Should I use TSP to clean my furniture before painting? In the painting community there can be a fair bit of controversy surrounding TSP cleaners and their continued usage when there are so many highly regarded alternatives in today's market.


TSP stands for Trisodium Phosphate and it is a popular and commonly recommended surface preparation cleaner for painting. TSP can be purchased as a powder that you dissolve in water or as a ready to use spray. There are various trisodium phosphate cleaners available that are marketed under other names as well - these will list trisodium phosphate as one of their main ingredients.

For more than half a century, TSP has been used as a heavy duty cleaning agent. TSP was once a popular ingredient in a variety of soaps, laundry detergents and other consumer-grade cleaning solutions. The versatility and low cost of manufacturing TSP made it an obvious ingredient choice. Trisodium phosphate is still sold and used for cleaning, however, in most household cleaning products phosphates are no longer a significant ingredient. The overall popularity of TSP has diminished due to awareness of its harmful effects on the environment. Phosphates aren't "toxic" to the environment in the way that you may think. They do not poison wildlife but rather they cause water quality problems by creating nutrient pollution. Phosphates enter our water systems, enriching them with unnatural levels of minerals and nutrients, this in turn creates favorable conditions for the formation of harmful algal blooms. These algal blooms prevent light and oxygen from entering the water killing off important organisms and throwing off the balance of the ecosystem.


So the obvious question becomes: If phosphates are not being commonly used in products anymore, should we still be using TSP for prepping furniture? Below I have further explained the purpose of TSP as it relates to painting, as well as proper handling instructions for using it safely so you can make an informed decision on whether or not you choose to use it as a cleaner.

Safe TSP Handling

TSP is a heavy duty cleaner. If used incorrectly, TSP can cause skin irritation and even burns.

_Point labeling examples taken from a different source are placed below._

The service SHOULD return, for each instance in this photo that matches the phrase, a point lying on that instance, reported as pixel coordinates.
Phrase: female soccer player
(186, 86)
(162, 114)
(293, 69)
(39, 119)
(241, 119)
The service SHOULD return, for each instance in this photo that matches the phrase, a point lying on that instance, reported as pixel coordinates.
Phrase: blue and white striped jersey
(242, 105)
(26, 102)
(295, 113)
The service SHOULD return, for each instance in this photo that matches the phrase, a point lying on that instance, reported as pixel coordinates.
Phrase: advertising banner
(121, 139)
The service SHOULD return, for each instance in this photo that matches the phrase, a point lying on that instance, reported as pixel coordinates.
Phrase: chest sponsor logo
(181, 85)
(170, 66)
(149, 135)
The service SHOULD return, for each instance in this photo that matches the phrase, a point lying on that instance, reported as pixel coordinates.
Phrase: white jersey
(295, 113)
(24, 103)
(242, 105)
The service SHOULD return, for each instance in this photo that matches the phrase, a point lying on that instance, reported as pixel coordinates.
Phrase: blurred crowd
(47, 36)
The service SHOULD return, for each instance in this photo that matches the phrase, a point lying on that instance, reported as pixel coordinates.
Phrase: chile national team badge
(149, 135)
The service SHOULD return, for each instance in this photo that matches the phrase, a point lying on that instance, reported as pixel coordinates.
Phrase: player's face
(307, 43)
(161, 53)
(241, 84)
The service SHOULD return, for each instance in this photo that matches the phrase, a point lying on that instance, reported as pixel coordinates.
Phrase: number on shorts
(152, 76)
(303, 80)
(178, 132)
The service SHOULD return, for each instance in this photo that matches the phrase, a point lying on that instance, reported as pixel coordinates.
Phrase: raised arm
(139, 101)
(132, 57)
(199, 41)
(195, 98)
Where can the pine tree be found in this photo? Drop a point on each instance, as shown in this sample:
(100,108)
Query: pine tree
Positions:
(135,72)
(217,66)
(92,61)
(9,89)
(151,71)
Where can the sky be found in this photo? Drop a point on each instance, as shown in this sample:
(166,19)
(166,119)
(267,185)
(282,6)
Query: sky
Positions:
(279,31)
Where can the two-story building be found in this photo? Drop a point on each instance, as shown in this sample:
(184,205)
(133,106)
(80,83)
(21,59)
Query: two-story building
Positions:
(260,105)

  • Avoid direct contact between TSP and bare skin - wear rubber gloves and long sleeves when working with trisodium phosphate. If skin contact occurs, wash thoroughly with soap and water.

  • Protect your eyes from potential exposure to TSP by wearing safety goggles. It is not uncommon to splash a bucket of cleaning solution in your face when washing walls or even furniture. If eye contact occurs, flush with clean water for at least 15 minutes and seek medical attention.


Protecting Surfaces You Aren’t Painting

When you are using trisodium phosphate cleaners, it is important to protect other surfaces from splashes. Painted surfaces, finished wood (such as hardwood flooring), and metals (furniture hardware) can be discolored or de-glossed by TSP. Be sure to cover or mask off anything you don’t want damaged.